The lawyers for the Palank family presented evidence that a broken switch pin that caused the accident was not located and repaired because of company downsizing, overworked inspectors - including one who falsified his inspection reports - and a diminishing willingness to make necessary expenditures to maintain safety on their rail lines.

Workers express opinions on safety
Recently the vice president and general manager of CSX's business operations Paul Sandler has been speaking at a series of company-sponsored "town hall meetings." The purpose of these meetings, as explained in the CSX Florida Business Unit newsletter, is for CSX to "gain a better insight of our safety problems and to deliver a uniform message concerning safety and quality of life issues." The increase in "human factor" derailments and the negative impact that this is having on CSX business was a focal point.

At the "town hall" meeting at the yard in Hialeah, Florida, company representative Sandler stated that CSX had downsized a little too much. But now CSX would turn this error around by hiring new employees in all departments. Transportation employees, who will have to pay over $3,700 to attend CSX's "rail school," will be coming in at 75 percent of scale wage.

CSX employees at the Hialeah town meeting were given the opportunity to express their evaluation of the safety record and conditions of the Hialeah yard. A car inspector said he genuinely fears for his life when he is inspecting a cut of cars and a switching crew at either end of a tracks is "kicking cars" and putting together trains. The car inspector told of the increase in air hoses being run over, which he must replace immediately because they are used to charge the brakes of trains about to depart.

A crew that works a job for Amtrak, located in the adjacent yard, sighted the numerous derailments caused by the very long trains that are switched with a two-person crew. One conductor said, "You can't be at two places at once, at both ends of a 15-car Amtrak train."

Many of the railworkers at Hialeah Yard complained of the unsafe working conditions both in the yard and in the industrial areas. They told of piled up garbage on the track, water-covered tracks after a storm, and in general the lack of maintenance of the lines. In a two-month period this summer, at least four derailments in the yard made it hard for trains to depart. In the last year, the Hialeah Yard bosses have hired about 20 new transportation workers. Some of the newly hired workers explained how quickly they were expected to take on responsibilities they had no idea would occur.

Reflecting workers' concern over safety, members of the Brotherhood of Locomotive Engineers (BLE) demonstrated in Washington, D.C., April 28 to protest the rising number of deaths of railworkers and the intransigence on the part of the rail bosses' to the safety question.
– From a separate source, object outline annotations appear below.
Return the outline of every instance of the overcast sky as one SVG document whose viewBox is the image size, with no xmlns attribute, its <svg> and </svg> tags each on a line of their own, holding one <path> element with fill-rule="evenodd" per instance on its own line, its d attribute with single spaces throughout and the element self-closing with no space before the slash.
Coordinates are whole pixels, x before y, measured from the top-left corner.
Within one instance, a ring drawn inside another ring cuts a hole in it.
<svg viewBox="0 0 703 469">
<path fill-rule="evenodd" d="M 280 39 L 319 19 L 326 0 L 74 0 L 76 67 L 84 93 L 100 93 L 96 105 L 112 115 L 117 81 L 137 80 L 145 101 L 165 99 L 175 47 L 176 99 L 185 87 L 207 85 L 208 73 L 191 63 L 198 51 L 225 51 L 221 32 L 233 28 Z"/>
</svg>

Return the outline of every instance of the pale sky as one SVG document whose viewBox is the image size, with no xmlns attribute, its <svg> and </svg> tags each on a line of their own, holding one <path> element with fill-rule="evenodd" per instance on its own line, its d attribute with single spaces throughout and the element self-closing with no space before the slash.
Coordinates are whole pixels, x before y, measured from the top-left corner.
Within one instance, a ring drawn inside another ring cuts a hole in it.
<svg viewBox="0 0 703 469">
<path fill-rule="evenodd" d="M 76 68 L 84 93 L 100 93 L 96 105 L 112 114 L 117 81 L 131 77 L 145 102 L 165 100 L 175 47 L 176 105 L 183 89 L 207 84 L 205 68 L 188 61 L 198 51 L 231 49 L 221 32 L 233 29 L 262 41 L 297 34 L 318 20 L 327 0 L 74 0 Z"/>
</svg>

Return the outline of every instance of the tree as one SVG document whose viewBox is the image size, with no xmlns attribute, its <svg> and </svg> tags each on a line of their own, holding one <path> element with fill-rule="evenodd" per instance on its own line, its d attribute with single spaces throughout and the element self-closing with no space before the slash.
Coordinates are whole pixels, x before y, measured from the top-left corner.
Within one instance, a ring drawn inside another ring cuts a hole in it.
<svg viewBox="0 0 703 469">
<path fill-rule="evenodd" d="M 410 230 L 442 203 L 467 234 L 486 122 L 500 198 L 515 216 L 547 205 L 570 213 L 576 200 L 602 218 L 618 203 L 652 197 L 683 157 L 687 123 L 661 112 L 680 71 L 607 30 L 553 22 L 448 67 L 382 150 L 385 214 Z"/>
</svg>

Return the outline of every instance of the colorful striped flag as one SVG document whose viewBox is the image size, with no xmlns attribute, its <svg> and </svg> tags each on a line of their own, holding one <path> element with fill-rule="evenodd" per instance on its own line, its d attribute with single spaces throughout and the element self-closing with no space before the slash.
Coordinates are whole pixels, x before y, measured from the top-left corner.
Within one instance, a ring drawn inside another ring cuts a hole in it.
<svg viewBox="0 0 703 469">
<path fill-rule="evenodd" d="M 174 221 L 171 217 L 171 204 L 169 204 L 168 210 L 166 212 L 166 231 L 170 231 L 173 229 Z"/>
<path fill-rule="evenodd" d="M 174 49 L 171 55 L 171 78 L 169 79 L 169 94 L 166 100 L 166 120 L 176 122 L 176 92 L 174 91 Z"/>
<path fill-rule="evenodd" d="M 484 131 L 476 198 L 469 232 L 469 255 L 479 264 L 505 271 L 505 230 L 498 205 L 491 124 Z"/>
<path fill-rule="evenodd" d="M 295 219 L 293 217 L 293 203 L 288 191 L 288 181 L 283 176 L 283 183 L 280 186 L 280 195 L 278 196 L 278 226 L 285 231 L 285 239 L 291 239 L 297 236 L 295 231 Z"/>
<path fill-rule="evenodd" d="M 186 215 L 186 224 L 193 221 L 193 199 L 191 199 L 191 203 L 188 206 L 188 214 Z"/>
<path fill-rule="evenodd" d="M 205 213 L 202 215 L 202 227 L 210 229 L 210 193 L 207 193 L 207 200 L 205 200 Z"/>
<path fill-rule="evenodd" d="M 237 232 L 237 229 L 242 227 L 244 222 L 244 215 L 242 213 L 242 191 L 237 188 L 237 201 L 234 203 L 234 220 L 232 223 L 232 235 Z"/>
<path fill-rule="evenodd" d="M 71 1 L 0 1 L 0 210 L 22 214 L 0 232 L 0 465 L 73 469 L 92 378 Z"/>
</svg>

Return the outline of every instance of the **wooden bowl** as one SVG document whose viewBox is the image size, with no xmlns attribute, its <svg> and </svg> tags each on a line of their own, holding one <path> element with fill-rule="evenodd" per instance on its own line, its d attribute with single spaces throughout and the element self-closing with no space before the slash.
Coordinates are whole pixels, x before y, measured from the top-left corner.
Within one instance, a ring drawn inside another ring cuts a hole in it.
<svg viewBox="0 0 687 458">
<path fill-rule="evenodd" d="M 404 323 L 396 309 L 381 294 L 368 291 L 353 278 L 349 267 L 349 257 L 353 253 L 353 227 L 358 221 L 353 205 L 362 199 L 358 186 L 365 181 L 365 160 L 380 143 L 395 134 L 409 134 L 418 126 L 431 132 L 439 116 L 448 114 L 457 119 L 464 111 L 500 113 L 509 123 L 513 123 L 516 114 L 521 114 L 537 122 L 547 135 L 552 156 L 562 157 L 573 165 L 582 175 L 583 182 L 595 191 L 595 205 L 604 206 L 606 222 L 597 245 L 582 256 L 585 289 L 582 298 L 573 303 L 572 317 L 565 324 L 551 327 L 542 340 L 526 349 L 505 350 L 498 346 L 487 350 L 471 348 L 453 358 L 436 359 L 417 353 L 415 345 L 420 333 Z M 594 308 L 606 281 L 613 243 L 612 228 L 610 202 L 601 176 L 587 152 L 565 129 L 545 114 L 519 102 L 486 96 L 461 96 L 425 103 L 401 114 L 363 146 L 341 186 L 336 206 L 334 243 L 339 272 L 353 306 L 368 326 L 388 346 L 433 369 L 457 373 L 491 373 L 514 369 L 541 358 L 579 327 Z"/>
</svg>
On June 10, following a coal train accident in West Virginia, the BLE union on CSX railroads staged a three-hour walkout to protest the death of engineers in this accident. President William Clinton slapped an injunction on the BLE to force it to end its protest.

Union Pacific and the United Transportation Union (UTU) have now established a joint safety initiative. Under the agreement issued July 11, the two plan to address a variety of issues including injury prevention; employee "quality of life"; derailment prevention; and grade crossing safety. The UTU and FRA also announced that they had formed a safety partnership.

In another development last February, the FRA required Wisconsin Central Transportation Corp. (WC) to improve track and equipment inspection, training measures, and operating practices. The requirement followed an FRA safety audit of WC's operations; the audit followed two UTU petitions asking FRA to prohibit WC from using one-person crews, and to ban the use of remote control locomotive operations by WC and all other railroads. WC then was required to suspend use of one-person crews, and increase safety-related spending.

Kay Sedam is a member of the UTU Local 1138 at CSX Hialeah Yard.